Book Review: "The Prodigal God"

Book Review: “The Prodigal God: Recovering the Heart of the Christian Faith” by Timothy Keller (2008) Hodder & Stoughton, 139 pages.

They say that familiarity breeds contempt. So when we hear Jesus start a parable with “There was a man who had two sons…” we know how it goes, don’t we? - the bad younger son takes his share of his father’s estate, spends it on wild parties, returns home with his tail between his legs and his father welcomes him back with a feast and forgives him. So the parable teaches us that no matter how bad we are, God our father will forgive us. Right? Well no, actually. Because there is someone we have overlooked in our eagerness for a happy ending – the elder brother, who always obeyed his father and never asked for anything?
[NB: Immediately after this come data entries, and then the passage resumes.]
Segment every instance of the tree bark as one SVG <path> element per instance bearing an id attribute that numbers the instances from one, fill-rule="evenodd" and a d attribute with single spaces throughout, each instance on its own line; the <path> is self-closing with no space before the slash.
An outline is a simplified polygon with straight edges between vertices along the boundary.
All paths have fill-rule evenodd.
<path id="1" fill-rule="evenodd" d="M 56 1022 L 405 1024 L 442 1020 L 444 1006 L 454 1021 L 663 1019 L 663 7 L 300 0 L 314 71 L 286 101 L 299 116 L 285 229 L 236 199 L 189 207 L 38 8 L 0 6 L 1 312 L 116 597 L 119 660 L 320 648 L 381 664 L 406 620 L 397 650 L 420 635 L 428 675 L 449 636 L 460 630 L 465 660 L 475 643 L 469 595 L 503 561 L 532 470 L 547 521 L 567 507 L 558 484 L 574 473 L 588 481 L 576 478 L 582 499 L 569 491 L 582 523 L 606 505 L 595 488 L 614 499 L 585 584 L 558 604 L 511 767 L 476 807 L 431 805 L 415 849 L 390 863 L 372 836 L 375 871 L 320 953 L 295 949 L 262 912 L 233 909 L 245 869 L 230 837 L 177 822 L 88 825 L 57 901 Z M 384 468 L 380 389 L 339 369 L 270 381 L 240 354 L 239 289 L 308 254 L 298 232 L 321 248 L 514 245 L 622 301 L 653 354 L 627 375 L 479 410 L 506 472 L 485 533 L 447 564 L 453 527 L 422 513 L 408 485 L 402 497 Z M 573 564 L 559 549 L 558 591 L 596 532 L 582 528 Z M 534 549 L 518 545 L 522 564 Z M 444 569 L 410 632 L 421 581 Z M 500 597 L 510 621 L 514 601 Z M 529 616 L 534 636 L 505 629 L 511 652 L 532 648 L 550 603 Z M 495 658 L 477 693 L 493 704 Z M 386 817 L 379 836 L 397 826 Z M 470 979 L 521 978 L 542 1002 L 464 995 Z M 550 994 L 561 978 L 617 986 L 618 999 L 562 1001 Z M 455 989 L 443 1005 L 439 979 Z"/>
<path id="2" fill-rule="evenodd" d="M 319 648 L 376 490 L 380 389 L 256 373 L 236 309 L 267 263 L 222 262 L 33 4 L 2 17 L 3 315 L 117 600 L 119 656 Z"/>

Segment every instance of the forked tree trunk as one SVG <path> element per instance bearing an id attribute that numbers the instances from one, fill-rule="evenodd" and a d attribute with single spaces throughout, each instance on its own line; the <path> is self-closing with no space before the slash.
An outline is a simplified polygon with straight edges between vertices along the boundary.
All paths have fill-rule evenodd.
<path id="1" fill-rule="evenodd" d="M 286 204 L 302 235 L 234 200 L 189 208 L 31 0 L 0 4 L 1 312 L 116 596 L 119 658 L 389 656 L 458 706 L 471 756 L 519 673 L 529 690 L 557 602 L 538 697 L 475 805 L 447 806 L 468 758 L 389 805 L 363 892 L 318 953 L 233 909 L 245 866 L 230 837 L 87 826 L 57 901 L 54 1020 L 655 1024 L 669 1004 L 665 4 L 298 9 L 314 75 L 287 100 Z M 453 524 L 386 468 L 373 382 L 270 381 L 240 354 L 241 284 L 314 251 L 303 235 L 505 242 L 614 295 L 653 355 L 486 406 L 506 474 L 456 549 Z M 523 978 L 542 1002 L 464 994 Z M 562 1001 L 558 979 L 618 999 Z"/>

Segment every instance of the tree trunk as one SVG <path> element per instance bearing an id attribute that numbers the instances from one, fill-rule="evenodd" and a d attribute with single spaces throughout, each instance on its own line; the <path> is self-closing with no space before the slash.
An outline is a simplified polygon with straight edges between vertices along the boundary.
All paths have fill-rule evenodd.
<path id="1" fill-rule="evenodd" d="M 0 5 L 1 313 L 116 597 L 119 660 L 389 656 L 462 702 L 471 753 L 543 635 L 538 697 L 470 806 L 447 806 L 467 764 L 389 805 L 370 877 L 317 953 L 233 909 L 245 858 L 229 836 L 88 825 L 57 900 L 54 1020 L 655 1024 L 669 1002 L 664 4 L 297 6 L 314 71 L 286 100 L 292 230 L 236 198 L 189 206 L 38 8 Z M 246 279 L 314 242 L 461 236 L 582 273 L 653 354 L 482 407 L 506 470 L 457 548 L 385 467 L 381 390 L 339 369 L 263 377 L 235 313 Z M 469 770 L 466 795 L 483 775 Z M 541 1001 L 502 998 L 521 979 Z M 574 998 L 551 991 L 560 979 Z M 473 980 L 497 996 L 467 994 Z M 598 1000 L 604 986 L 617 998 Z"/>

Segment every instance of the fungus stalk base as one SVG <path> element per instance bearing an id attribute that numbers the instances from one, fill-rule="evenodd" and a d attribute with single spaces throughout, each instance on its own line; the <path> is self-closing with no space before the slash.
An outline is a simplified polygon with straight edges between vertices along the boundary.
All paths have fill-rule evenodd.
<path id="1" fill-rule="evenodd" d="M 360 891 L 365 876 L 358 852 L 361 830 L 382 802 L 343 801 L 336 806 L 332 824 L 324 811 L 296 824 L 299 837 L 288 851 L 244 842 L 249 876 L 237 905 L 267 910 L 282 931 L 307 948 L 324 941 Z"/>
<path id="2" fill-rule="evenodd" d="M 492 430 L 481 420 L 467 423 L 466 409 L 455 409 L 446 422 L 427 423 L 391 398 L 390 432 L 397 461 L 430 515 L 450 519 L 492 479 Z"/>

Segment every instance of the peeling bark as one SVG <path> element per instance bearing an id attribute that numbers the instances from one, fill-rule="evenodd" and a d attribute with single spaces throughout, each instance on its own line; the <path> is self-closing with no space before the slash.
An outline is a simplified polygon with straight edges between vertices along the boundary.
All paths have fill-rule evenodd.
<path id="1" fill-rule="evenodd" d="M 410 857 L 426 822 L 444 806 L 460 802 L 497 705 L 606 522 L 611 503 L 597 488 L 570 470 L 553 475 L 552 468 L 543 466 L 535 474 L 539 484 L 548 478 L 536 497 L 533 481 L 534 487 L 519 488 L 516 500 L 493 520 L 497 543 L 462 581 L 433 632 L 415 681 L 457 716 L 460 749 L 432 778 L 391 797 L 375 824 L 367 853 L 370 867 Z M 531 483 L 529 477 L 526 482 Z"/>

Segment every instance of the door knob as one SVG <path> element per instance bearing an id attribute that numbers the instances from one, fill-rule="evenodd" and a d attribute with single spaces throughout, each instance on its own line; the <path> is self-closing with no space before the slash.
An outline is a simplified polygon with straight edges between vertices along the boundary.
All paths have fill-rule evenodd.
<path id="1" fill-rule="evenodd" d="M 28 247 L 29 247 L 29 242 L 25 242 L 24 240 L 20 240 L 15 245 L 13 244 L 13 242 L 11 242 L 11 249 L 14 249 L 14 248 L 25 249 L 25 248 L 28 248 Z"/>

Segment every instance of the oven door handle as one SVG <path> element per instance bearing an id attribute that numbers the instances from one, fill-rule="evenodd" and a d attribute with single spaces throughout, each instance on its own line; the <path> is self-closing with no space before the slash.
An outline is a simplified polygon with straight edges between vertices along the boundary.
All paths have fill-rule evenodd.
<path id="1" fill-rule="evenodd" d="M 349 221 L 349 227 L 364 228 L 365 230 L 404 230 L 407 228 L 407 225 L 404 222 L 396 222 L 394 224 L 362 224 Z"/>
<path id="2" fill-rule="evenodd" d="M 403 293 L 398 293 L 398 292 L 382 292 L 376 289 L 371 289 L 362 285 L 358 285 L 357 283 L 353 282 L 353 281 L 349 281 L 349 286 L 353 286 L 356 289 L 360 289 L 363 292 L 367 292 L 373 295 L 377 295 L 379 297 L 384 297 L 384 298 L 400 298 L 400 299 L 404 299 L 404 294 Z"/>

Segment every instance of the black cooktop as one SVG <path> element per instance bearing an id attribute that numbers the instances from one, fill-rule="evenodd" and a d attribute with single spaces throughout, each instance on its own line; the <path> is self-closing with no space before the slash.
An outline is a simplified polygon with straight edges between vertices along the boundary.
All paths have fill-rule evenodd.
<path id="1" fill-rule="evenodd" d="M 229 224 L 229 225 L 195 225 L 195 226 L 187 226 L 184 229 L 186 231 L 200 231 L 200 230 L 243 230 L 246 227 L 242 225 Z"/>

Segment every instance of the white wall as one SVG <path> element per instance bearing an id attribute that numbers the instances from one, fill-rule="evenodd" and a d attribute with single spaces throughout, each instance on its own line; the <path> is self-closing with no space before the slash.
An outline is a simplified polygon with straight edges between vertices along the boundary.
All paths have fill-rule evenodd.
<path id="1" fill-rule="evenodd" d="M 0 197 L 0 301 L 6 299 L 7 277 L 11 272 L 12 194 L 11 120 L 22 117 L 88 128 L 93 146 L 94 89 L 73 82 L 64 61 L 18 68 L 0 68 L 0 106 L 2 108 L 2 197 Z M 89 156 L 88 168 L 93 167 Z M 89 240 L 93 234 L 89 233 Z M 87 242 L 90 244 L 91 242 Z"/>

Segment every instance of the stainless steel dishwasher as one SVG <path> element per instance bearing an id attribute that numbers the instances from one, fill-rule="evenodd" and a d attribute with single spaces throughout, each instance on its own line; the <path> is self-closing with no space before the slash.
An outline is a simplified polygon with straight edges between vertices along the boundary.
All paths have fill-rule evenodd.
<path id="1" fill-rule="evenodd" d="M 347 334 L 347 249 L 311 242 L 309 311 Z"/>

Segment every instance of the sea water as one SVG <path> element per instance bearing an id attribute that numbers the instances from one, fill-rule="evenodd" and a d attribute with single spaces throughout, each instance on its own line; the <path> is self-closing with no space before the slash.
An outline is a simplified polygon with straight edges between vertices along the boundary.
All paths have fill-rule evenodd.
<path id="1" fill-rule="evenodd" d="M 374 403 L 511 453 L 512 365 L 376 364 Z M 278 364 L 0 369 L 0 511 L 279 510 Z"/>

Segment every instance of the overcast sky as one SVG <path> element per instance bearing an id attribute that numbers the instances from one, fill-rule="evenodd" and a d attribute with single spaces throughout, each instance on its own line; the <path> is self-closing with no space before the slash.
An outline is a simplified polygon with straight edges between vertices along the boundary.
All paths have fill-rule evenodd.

Keller challenges us to consider the real message of Jesus’ best known and yet least understood parable; that the irreligious younger son, seeking to find himself, and the moralistic elder son, full of self-righteousness, are in fact both lost. Both want what the father can provide, but not the father himself, and yet the father lavishes his love on both. Keller suggests that it is God who is “prodigal”, recklessly extravagant with his love, which is ours by God’s grace alone, not earned by our own efforts, and it is Jesus who is the true elder brother, searching us out when we are lost, and paying the price to bring us home. Come and take your place at the table.

“The Prodigal God” is a short book and an easy read, but it will challenge you to see Christianity in a whole new way. Borrow it, free of charge, from St Helen’s Church lending shelf.